Because of mothers with overweight or obesity have a higher prevalence of DM, our study could not identify the prevalence of DM in ODM children. Mothers with obesity may have a genetic predisposition to have children who become overweight; in addition, maternal lifestyle, diet, and maternal cognition to infant body weight are factors of childhood overweight [24]. In our study, main daytime caregiver and early staple-food feeding were not influential factors in Taiwanese cohort. However, high calorie intake in infancy and large appetite from 1 year were reported to be related to a higher incidence of subsequent childhood obesity [23]. Children who were breastfed until 12 m/o were reported to be 2.7 times less likely to develop childhood obesity [24, 25]. We demonstrated that breastfeeding until 6 m/o is a protective factor against childhood OWOB (OR: 0.96). Although the benefits of breastfeeding appear to be a key part of the positive health outcomes associated with the parent-child relationship, the effect of the dose is not informed in this study. The odds ratio of HODM group to the non-DM group for childhood OWOB is range from 3.25 to 3.95 at different age stages. Regardless of whether neonatal care factors were adjusted in Model A or Model B, the odds of HODM in the probability of children being OWOB has similar findings. The effects to the odds of HODM between the former two are much lower than those of Model C and Model D. Therefore, we infer that HODM is an independent factor affecting childhood OWOB, and the impact of maternal overweight or obesity is much greater than that of perinatal conditions and acquired care. Control of DM and restricted weight gain during pregnancy are keys to preventing childhood obesity, especially in mothers with DM.

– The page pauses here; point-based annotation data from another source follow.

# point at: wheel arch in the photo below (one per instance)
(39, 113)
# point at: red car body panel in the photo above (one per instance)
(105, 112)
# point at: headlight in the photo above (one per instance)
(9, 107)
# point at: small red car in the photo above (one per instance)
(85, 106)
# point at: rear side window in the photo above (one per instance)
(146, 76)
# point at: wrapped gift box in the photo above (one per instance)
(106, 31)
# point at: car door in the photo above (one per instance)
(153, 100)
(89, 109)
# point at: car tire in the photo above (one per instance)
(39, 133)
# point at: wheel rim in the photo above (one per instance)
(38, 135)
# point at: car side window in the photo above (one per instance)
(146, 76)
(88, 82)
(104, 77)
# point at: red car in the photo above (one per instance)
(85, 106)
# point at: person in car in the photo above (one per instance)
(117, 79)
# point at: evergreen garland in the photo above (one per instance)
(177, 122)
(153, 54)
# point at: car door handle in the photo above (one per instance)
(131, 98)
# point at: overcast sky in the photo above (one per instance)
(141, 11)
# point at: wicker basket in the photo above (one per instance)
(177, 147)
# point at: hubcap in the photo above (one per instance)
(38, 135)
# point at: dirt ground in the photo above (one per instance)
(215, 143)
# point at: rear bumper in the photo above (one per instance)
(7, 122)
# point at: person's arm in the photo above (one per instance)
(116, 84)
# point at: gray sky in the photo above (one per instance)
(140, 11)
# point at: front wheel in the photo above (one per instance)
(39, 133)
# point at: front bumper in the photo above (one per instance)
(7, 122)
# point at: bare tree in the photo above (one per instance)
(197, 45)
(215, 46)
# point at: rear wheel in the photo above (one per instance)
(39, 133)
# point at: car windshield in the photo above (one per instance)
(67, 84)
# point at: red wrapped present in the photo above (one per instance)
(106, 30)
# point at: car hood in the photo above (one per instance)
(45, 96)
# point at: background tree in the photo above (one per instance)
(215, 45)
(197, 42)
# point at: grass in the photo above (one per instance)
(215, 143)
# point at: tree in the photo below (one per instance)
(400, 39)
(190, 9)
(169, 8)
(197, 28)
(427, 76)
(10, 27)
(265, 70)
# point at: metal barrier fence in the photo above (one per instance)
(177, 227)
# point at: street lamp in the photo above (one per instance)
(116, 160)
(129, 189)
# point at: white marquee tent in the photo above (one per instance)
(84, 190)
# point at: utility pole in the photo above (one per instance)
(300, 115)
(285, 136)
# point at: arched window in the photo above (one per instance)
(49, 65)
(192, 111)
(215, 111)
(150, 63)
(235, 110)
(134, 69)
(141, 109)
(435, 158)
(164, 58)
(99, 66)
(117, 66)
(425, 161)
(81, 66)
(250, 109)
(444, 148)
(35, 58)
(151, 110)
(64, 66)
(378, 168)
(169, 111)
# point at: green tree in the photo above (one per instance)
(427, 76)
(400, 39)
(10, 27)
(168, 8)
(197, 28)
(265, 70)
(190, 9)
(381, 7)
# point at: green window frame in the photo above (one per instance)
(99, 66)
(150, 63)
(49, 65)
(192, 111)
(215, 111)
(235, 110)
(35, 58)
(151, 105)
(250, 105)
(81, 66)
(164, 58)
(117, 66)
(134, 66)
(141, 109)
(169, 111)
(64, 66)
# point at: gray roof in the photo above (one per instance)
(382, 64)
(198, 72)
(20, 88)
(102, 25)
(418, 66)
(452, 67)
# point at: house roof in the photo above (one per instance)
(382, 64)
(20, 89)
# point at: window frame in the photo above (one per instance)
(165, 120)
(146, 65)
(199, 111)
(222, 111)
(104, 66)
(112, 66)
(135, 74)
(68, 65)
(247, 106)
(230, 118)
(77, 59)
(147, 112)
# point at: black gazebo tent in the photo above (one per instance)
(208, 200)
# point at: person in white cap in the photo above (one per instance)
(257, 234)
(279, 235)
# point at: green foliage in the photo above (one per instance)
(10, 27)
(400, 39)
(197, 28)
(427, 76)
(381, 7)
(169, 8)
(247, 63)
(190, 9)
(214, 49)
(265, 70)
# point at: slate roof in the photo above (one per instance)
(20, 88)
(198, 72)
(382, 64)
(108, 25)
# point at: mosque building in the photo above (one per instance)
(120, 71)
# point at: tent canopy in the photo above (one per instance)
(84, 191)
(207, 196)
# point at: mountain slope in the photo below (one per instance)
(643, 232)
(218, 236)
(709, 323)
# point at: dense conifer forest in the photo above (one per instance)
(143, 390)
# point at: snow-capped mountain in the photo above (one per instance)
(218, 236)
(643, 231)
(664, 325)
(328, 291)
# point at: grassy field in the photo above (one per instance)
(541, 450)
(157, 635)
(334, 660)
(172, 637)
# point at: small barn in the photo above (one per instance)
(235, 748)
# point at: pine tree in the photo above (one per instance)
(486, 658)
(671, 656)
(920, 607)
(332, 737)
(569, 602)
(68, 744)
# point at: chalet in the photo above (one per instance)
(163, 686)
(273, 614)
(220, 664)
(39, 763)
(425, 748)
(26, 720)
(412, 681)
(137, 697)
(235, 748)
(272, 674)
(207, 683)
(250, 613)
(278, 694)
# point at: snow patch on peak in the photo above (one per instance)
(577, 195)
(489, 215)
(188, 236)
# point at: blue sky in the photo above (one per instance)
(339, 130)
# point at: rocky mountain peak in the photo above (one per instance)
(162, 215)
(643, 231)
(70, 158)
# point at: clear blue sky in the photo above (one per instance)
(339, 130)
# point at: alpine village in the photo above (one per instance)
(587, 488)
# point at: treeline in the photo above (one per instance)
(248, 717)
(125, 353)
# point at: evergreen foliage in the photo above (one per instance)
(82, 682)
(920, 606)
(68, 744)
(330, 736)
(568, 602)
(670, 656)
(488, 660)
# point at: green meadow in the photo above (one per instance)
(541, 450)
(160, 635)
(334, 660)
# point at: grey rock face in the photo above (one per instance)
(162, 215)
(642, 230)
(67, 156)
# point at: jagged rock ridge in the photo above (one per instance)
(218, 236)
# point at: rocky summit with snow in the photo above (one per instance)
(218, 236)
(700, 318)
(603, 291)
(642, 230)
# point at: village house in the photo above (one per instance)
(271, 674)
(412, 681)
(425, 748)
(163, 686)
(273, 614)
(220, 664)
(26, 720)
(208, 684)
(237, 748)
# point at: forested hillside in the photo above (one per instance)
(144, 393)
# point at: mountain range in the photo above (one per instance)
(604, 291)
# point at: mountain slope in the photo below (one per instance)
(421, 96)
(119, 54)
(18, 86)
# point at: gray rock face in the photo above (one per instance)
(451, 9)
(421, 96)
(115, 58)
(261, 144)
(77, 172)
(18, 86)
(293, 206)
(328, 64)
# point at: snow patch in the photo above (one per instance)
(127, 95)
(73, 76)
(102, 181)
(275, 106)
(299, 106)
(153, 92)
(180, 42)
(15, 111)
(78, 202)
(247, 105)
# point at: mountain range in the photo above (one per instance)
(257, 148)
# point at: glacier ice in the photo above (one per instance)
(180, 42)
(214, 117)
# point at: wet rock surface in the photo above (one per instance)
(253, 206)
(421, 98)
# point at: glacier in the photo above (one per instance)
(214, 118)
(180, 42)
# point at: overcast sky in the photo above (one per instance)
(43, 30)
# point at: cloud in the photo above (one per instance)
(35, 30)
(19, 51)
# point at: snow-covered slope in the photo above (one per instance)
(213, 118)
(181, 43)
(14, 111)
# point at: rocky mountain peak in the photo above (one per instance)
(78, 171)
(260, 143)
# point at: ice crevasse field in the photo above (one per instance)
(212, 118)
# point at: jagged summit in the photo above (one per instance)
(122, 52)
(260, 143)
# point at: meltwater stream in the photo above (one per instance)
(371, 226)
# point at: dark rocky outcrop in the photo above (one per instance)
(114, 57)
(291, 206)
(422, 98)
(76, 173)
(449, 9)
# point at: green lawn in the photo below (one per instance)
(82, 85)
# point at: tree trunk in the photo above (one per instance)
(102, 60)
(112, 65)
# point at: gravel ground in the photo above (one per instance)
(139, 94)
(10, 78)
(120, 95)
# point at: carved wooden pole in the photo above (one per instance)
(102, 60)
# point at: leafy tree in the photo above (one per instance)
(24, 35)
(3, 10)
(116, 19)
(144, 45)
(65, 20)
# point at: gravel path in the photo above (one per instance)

The strength of our study is its focus on a particular infant population for comparison with children whose mothers did not have DM and its exclusion of infants with low birth weight and congenital anomalies to eliminate the effect of congenital or genetic factors that could confound the statistical results. We also used a stepwise logistic regression model to detect confounders and their interactions between DM and diabetes-related perinatal complications. In addition, we analyzed prepregnancy and postpartum BMI to compare the effects of maternal BMI and gestational body weight gain with childhood OWOB. Moreover, this cohort study can offer information on the determinants of childhood OWOB at different ages.
Our research has some limitations. The design of the TBCS questionnaires did not differentiate between pregestational DM and GDM, neither lack of medical records about the severity of hyperglycemia and related medical intervention. This limitation makes genetic factors and the effects of DM control difficult to identify. Another limitation is the high rate of cesarean deliveries in Taiwan; some infants with macrosomia can be delivered earlier if their body weight is estimated to be overweight during prenatal examinations. This phenomenon may have reduced the number of infants in the HODM group. The maternal height and weight were self-reported instead of measurements might latent errors. This cohort study followed children to 36 m/o. Future studies may prolong the follow-up period to analyze the long-term relationships between mothers with DM and childhood obesity.